Foam Container Ban Begins in New Year

December 06, 2021
Beginning Jan. 1, 2022, restaurants, delis, grocery stores, cafeterias, coffee shops, and other food service providers will no longer be able to use polystyrene foam containers in NYS.

Under the Expanded Polystyrene Foam Container and Polystyrene Loose Fill Packaging Ban, no covered food service provider or store (retail or wholesale) will be allowed to sell, offer for sale, or distribute disposable food service containers that contain expanded polystyrene foam in New York. In addition, no manufacturer or store will be allowed to sell, offer for sale, or distribute polystyrene loose fill packaging (commonly referred to as packing peanuts) in the state.

According to the Dept. of Environmental Conservation website, “disposable food service containers made of expanded polystyrene that will be banned under the law include bowls, cartons, hinged ‘clamshell’ containers, cups, lids, plates, trays, or any other product designed or used to temporarily store or transport prepared foods or beverages, and includes any container generally recognized as designed for single use. Polystyrene loose fill packaging (commonly referred to as packing peanuts) will also be banned under the law.
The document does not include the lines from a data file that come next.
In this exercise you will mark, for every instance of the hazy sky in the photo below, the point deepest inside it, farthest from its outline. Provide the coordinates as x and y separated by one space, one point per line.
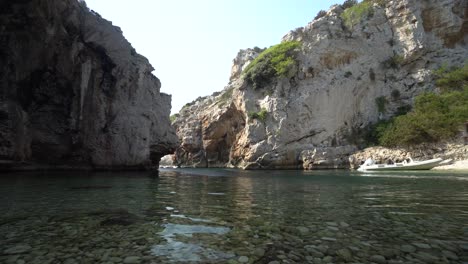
191 43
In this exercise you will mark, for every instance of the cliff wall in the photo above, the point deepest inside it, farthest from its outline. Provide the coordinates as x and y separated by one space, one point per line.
73 91
347 75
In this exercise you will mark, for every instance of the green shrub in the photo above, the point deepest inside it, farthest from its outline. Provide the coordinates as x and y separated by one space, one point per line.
320 14
455 79
395 94
356 13
277 61
349 3
381 103
394 62
261 115
371 74
226 95
435 117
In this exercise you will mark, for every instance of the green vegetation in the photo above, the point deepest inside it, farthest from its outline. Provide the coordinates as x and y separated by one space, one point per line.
349 3
226 95
355 12
394 62
395 94
276 61
173 117
435 117
261 115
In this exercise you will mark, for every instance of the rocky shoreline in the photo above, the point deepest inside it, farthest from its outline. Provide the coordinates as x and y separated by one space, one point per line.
342 81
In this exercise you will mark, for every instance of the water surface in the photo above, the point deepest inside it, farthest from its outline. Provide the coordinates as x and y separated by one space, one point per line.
232 216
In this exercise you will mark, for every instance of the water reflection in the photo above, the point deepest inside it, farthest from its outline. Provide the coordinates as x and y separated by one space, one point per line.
216 216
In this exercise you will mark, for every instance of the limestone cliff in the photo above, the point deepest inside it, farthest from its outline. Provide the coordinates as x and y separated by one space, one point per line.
346 77
73 91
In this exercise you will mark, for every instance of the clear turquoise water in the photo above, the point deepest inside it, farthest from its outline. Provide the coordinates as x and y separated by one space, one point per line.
231 216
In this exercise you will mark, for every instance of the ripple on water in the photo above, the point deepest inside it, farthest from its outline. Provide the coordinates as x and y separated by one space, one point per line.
178 251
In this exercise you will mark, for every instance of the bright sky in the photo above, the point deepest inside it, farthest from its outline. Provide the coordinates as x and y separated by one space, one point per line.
191 43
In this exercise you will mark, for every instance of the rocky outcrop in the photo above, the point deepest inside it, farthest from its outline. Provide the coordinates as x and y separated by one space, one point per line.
73 91
456 151
347 76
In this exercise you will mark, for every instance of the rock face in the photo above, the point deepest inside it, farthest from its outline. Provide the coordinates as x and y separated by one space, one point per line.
348 77
455 151
74 92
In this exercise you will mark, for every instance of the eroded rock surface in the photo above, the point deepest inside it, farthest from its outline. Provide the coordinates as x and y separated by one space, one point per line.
346 78
74 92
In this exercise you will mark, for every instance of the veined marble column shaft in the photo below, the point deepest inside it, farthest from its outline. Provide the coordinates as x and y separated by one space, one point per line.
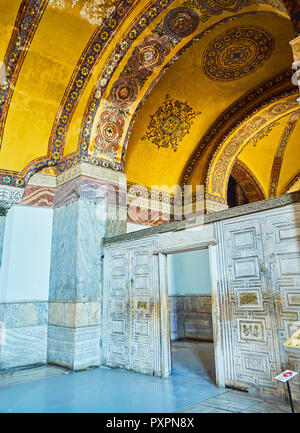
87 208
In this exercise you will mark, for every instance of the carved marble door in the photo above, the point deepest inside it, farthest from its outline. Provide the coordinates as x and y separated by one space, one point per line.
116 311
283 252
252 340
131 333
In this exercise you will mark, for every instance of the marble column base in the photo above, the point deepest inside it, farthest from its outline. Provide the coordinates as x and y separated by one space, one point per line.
74 334
74 348
24 334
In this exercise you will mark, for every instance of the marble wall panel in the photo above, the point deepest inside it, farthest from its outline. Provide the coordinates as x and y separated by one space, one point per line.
23 314
74 315
24 328
24 345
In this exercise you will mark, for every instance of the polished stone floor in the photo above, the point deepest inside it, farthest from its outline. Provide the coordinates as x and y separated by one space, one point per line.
191 388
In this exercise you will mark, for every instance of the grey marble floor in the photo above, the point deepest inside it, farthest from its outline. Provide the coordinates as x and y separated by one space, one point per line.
190 389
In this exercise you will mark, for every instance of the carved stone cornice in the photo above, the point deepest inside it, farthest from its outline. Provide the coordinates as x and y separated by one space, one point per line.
272 203
94 171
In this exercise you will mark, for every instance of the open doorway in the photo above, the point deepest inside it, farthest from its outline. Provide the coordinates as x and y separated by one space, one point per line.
190 315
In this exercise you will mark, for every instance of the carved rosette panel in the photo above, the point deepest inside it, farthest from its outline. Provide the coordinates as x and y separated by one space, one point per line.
131 318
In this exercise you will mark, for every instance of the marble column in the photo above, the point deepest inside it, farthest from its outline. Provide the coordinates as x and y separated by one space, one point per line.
8 197
3 213
89 205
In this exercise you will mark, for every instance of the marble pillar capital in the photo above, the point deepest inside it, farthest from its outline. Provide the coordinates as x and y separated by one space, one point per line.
92 171
295 45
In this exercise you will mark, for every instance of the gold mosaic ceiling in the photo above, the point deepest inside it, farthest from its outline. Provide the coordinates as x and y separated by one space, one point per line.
157 89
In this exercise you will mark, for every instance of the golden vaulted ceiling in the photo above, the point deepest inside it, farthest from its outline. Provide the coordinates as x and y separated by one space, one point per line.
170 92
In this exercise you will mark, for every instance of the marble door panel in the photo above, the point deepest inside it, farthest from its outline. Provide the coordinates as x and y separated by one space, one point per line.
131 328
144 315
250 306
116 312
283 251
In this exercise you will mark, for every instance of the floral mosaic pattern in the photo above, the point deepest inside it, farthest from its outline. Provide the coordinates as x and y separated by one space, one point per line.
237 53
170 123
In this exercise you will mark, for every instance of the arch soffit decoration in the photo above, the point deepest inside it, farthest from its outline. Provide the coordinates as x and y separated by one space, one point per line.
258 125
240 111
130 116
56 142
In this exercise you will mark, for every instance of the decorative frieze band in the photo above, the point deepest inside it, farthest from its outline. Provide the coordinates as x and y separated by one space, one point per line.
10 195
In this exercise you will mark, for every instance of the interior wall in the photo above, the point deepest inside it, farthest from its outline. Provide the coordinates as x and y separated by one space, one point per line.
189 273
190 295
25 270
24 285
This law does NOT apply to:
  • Raw meat, pork, seafood, poultry, or fish sold for the purpose of cooking or preparing off-premises by the customer;
  • Prepackaged food filled or sealed prior to receipt at a covered food service provider;
  • Food service containers made from rigid polystyrene resin that has not been expanded, extruded, or foamed (e.g., clear plastic containers marked with a #6 resin identifier);
  • A city with a population of one million or more which has a local polystyrene ban in place, including New York City; and
  • Any county that enacts a polystyrene ban by local law, ordinance, or regulation that provides environmental protection equal to or greater than the state law and the county files a written declaration with DEC. All other local laws are preempted by state law.